We know which opportunities are likely to succeed, which investors will be most interested and/or likely to deploy capital, and – critically – how to ensure as smooth, complete and accelerated a process as possible. See the Oddbox £3m March 2020 Fundraise for reference, where ClearlySo secured multiple VC offers for the high-growth sustainable fruit and vegetable delivery service within 12 weeks of launching the marketing campaign.

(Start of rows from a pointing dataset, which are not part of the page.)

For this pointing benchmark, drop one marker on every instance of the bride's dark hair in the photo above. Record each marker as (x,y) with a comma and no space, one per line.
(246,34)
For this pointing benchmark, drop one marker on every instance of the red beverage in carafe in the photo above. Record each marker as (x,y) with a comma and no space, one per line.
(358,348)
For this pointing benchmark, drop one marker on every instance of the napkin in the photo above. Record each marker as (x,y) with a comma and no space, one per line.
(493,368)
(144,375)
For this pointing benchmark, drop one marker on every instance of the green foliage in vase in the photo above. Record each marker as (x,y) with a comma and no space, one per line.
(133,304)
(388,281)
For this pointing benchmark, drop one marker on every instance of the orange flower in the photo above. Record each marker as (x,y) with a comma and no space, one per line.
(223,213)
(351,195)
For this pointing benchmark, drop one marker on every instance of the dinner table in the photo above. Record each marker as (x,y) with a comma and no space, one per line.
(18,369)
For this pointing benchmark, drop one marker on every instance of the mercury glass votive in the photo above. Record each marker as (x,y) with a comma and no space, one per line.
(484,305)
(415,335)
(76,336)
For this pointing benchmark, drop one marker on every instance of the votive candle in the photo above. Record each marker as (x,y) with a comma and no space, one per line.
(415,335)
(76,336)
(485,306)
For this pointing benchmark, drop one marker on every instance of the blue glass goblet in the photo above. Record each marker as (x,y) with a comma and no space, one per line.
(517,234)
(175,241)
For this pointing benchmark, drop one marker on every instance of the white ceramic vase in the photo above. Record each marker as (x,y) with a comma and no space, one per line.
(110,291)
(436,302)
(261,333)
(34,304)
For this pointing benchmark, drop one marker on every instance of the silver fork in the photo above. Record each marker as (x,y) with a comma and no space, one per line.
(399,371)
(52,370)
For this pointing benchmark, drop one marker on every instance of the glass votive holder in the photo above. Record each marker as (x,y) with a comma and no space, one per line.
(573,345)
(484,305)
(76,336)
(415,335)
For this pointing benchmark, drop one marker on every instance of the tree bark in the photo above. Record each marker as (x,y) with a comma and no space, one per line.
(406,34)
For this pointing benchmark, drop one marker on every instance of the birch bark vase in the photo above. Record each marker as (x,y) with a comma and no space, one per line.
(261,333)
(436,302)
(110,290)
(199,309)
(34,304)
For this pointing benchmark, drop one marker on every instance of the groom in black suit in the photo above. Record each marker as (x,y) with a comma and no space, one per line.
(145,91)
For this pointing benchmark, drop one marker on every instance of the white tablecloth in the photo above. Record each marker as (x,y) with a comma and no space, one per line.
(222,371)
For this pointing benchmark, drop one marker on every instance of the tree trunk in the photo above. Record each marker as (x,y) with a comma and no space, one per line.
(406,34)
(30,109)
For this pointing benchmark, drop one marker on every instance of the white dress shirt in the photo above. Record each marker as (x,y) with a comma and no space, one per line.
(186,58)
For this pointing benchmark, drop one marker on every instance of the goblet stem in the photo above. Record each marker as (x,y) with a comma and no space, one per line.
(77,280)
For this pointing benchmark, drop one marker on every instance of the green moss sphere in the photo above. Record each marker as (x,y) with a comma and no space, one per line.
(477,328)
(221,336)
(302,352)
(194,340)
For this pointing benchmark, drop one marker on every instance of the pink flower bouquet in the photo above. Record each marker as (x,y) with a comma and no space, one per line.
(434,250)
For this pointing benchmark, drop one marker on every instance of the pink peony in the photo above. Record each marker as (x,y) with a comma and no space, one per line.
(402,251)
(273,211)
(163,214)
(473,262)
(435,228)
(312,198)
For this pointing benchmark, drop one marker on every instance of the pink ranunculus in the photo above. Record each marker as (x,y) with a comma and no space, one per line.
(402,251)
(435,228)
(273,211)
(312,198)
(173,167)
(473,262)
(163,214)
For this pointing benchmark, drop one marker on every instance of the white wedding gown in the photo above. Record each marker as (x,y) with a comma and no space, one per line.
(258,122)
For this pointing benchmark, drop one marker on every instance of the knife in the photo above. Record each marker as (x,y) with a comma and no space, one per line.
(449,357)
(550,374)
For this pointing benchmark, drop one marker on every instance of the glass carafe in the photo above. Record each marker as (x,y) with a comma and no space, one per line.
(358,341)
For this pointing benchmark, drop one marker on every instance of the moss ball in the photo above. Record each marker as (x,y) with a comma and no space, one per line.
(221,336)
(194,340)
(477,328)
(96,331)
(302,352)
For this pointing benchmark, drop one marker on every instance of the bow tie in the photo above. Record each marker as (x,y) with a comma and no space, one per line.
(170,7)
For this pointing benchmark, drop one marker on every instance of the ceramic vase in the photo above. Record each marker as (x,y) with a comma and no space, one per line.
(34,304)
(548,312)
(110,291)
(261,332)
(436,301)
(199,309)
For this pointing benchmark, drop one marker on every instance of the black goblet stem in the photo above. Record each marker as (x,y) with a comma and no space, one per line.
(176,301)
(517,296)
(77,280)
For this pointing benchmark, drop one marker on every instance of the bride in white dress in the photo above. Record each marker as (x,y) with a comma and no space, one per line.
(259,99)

We think there are a few points worth exploring if you are a high impact business

  • Hit the elephant in the room head on. Have a slide in your pitch deck to demonstrate strong leadership, show how you are reacting to the coronavirus and the measures and adjustments you’ve put in place
  • Be realistic about your forecasts. Investors will go straight to your base case and then stress test it against extreme market conditions
  • Present a longer budget and fundraising plan. Pre-crisis it would be normal to fundraise in 18-24 cycles (12-18 months to grow and hit KPIs and 6 months to fundraise).  Now investors will likely want to see stretched budgets over 3 years+.  How will you weather the storm, how will you reduce cash burn in the face of lower revenue expectations?
  • Target funds that are early in their investment cycle with significant dry powder and a desire to partner across multiple rounds. Evergreen funds and family vehicles can make excellent funding partners given they are less likely to force an exit.